Dall’altro lato, sempre nel mondo della diaspora iraniana, è stata sollevata una questione di opportunità professionale: alcuni critici ritengono che Sala non fosse in Iran per denunciare le violazioni dei diritti umani, ma per raccontare un’immagine del Paese più positiva rispetto alla realtà, in qualche modo legittimando o comunque non delegittimando la propaganda governativa. Altri casi, come quello del giornalista canadese Maziar Bahari, mostrano come il regime cerchi di influenzare il modo in cui i media stranieri raccontano la realtà iraniana.

Il trattamento riservato agli stranieri, inoltre, differisce notevolmente rispetto a quello imposto ai prigionieri politici iraniani. Mentre questi ultimi subiscono spesso torture, negazione di cure mediche e condizioni disumane, i detenuti stranieri vengono trattati in modo migliore per il loro valore strategico. Questo ha portato alcuni a suggerire che, accettando tali rischi, i giornalisti stranieri contribuiscano indirettamente a rafforzare il sistema repressivo del regime.


Quale strategia dovrebbe adottare il governo italiano?

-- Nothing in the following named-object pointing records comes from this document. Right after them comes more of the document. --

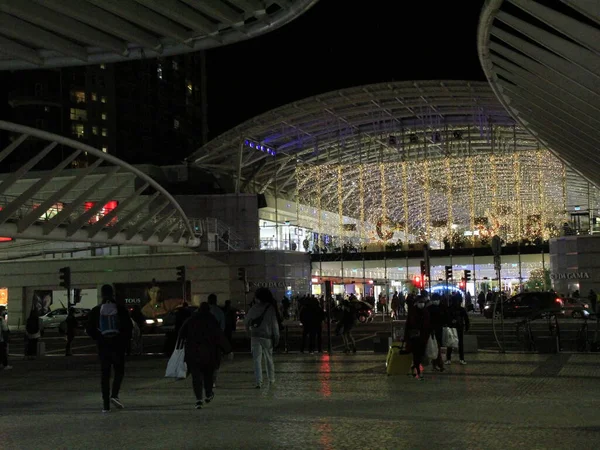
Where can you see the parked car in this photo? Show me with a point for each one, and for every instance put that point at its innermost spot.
(54, 318)
(576, 308)
(363, 311)
(527, 304)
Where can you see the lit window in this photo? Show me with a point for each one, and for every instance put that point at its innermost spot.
(78, 130)
(78, 96)
(78, 114)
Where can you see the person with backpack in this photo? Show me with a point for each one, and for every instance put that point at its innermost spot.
(71, 325)
(4, 338)
(110, 326)
(261, 321)
(204, 342)
(459, 319)
(33, 332)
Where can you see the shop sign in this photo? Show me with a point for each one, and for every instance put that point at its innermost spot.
(569, 276)
(267, 284)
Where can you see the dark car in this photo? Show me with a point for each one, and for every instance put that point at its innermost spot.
(527, 304)
(576, 308)
(363, 310)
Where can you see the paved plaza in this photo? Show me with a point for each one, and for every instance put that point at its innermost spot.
(497, 401)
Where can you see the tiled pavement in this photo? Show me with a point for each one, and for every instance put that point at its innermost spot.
(495, 402)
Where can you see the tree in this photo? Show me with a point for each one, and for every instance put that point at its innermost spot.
(539, 280)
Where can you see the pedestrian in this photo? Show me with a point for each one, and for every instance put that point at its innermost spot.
(230, 320)
(261, 322)
(347, 323)
(481, 302)
(458, 319)
(71, 323)
(110, 326)
(33, 332)
(4, 340)
(438, 317)
(204, 343)
(218, 313)
(416, 333)
(394, 305)
(312, 317)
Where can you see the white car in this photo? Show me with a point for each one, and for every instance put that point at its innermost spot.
(54, 318)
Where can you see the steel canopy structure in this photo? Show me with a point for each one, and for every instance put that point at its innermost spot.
(544, 66)
(382, 122)
(108, 201)
(45, 34)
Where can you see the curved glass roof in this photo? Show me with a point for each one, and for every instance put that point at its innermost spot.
(57, 33)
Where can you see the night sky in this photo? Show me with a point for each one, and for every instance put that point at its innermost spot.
(333, 47)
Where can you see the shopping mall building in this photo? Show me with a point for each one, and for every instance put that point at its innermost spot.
(347, 186)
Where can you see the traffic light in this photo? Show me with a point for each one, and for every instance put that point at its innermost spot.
(181, 273)
(65, 277)
(448, 273)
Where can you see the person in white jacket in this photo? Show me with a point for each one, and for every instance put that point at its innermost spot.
(261, 322)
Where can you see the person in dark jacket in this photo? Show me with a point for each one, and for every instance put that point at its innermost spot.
(33, 332)
(112, 343)
(417, 332)
(230, 320)
(204, 343)
(312, 317)
(71, 323)
(438, 317)
(459, 319)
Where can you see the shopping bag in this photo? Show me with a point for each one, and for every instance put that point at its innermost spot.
(176, 367)
(432, 349)
(398, 360)
(450, 337)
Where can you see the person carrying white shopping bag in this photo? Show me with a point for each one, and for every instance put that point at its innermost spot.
(459, 324)
(177, 367)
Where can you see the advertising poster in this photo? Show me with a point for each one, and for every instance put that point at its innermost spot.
(155, 299)
(42, 300)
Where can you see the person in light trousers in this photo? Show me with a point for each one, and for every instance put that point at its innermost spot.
(261, 322)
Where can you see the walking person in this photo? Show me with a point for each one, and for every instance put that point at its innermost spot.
(71, 323)
(481, 302)
(110, 326)
(33, 332)
(438, 319)
(204, 343)
(416, 333)
(347, 323)
(218, 313)
(261, 322)
(4, 339)
(458, 319)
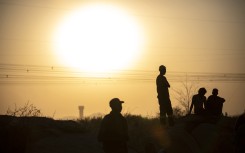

Il governo italiano deve affrontare questa situazione con una strategia pragmatica e ben calibrata, evitando decisioni emotive che potrebbero portare a una capitolazione alle condizioni poste implicitamente da Teheran. La priorità per il regime iraniano è avviare un confronto negoziale rapido, anche per sfruttare l’emotività dell’opinione pubblica italiana. Il governo italiano non dovrebbe cadere nella trappola della fretta: la “trattativa” va complicata e non semplificata. Occorre mettere sul piatto altri costi e svantaggi per Teheran. Bisogna cioè aumentare il costo politico e diplomatico per il regime, creando un quadro in cui il ricatto diventi controproducente.

Coinvolgere partner europei e internazionali per aumentare la pressione sul regime attraverso sanzioni mirate e misure di isolamento potrebbe essere un primo passo. Isolare Teheran da tutti i suoi potenziali interlocutori regionali, sostenendo al contempo i suoi avversari. Potrebbero passare mesi, forse anni: capiamo quanto questo appaia crudele per la vicenda umana di Cecilia Sala, ma cedere al ricatto del regime di Teheran aprirebbe la strada a futuri episodi analoghi. Il prezzo da pagare non riguarderebbe più solo i giornalisti, ma anche imprenditori, lavoratori, operatori sociali e qualunque cittadino italiano si trovi a operare in Iran. Ogni concessione rafforzerebbe il regime e renderebbe tutti i cittadini occidentali, ovunque si trovino, potenziali bersagli di simili politiche.


Un punto di svolta per i giornalisti occidentali

L’arresto di Cecilia Sala deve segnare un cambiamento radicale nell’approccio dei giornalisti italiani, europei e occidentali verso l’Iran. Da oggi in poi, non si può più considerare l’Iran un luogo frequentabile o visitabile per ragioni professionali. I rischi non sono più accettabili, e il regime ha dimostrato di vedere nei reporter stranieri strumenti per i propri scopi politici e propagandistici.

L’Iran non è solo uno Stato autoritario, ma uno dei principali attori del fronte avversario nel contesto geopolitico globale. La sua politica repressiva, il sostegno a gruppi estremisti e la destabilizzazione sistematica della regione sono segnali inequivocabili di un confronto diretto con l’Occidente. Serve davvero altro per capire che siamo in guerra?